NEW YORK: US Treasury yields climbed to 1-1/2 week highs on Wednesday as hopes for a trade deal between China and the United States and a breakthrough for Brexit touched off a sell-off in the bond market.
Encouraging data in China and Europe soothed some worries about a global economic slowdown, reducing the safe-haven appeal of low-yield US government debt.
Weaker-than-forecast figures on US private jobs growth and services industry activities limited the selling in Treasuries.
“The market is looking for direction right now. People are waiting for the next shoe to drop,” said Larry Milstein, head of government and agency trading at R.W. Pressprich & Co in New
At 10:42 a.m. (1442 GMT), the yields on benchmark 10-year Treasury notes were 2.5062%, up 0.03 percentage point from Tuesday. They hit a 1-1/2 week peak of 2.524% earlier Wednesday.
Their premium over three-month bill rates grew to 8 basis points from more than 4 basis points late on Tuesday.
Last Thursday, 10-year yields fell below three-month rates for the first time since 2007, stoking fears of a recession.

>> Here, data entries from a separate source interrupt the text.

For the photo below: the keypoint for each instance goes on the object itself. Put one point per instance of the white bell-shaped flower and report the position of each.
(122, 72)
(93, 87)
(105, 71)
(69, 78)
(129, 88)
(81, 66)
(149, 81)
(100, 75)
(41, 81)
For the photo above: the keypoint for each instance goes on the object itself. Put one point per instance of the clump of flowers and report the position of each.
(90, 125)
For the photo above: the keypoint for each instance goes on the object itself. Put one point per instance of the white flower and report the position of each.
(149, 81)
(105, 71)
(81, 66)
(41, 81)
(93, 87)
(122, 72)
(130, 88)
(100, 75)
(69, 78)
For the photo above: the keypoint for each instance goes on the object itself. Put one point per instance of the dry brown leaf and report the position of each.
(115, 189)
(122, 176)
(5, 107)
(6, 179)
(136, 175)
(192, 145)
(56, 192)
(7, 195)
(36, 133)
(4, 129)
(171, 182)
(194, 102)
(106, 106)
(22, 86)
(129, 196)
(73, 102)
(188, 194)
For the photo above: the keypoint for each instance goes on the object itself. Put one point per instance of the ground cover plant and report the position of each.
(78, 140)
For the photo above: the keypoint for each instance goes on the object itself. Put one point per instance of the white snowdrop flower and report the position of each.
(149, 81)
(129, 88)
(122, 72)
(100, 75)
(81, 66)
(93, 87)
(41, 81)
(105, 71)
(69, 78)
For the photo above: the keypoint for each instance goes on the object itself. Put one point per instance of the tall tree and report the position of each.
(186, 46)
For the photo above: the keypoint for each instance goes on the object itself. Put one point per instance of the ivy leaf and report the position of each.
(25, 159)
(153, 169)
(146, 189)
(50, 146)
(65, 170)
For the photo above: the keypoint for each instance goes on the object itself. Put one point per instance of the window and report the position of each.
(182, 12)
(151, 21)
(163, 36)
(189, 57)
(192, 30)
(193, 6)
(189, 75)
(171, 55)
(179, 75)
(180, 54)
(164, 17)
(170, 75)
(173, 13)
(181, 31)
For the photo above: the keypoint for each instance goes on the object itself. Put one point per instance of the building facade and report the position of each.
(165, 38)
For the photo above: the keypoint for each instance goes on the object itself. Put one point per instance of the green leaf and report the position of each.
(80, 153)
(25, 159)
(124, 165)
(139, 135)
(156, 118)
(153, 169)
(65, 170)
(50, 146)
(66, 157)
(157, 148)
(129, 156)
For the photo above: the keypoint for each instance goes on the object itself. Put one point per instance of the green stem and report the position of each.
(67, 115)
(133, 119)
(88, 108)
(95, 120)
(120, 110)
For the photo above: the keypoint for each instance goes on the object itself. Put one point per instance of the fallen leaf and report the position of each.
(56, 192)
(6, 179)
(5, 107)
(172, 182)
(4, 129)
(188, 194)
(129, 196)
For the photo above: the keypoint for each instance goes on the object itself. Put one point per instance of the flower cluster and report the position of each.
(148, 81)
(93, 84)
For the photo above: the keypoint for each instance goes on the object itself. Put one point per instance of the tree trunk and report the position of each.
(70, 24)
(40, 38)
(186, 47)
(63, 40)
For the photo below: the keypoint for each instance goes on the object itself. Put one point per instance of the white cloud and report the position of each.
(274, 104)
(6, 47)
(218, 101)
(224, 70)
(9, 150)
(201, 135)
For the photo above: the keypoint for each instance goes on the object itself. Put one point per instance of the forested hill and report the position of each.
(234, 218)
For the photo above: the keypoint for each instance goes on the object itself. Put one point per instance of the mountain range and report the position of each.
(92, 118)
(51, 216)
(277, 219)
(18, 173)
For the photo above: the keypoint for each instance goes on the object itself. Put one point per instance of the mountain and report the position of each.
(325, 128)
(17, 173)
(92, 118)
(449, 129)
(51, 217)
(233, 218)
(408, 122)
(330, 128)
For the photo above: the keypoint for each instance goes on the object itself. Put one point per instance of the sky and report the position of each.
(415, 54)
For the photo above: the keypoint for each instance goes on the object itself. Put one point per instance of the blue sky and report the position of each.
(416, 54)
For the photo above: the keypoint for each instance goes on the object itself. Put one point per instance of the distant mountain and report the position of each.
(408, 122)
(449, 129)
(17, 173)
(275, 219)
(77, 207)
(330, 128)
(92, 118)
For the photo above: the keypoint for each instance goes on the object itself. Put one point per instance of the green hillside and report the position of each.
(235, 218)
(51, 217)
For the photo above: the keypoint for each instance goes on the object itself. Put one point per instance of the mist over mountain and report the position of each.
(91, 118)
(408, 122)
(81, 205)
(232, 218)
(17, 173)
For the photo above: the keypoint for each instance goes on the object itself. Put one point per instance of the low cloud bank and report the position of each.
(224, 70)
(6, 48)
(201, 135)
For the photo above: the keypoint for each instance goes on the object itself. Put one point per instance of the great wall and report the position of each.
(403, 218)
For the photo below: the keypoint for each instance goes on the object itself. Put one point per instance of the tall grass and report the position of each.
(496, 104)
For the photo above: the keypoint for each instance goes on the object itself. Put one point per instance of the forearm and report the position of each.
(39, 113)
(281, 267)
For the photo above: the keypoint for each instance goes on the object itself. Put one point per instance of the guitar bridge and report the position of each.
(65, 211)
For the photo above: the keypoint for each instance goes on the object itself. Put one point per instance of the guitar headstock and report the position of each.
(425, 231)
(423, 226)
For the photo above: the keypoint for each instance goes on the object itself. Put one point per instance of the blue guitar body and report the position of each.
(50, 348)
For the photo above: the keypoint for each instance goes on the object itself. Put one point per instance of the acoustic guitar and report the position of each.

This inversion between the two yields preceded every economic downturn in the past 50 years.
For now, those fears were replaced by traders’ optimism for a successful outcome in the latest round of trade talks between senior White House and Beijing officials.
A possible end to the trade fight between the world’s two biggest economies will likely bolster stock prices and put more upward pressure on bond yields, traders and analysts said.
“If they could cut a deal, that would be positive for risky assets,” Milstein said.
A meeting between UK Prime Minister Theresa May and opposition leader Jeremy Corbyn fed hopes for a breakthrough to reach a parliamentary approval of a deal for an orderly exit for Britain from the European Union.
In addition to those developments, upbeat overseas data lifted investor sentiment.
The Caixin/Markit services purchasing managers’ index (PMI) rose to 54.4, the highest since January 2018.
Euro zone retail sales increased 0.4 percent in February, more than the 0.2 percent gain forecast among analysts polled by Reuters.
Wednesday’s data on the US economy, however, were dour by comparison.
The Institute for Supply Management said its index on activity among US services industries fell to a 1-1/2 year low in March, while ADP reported the private sector added 129,000 workers last month, the fewest since September 2017.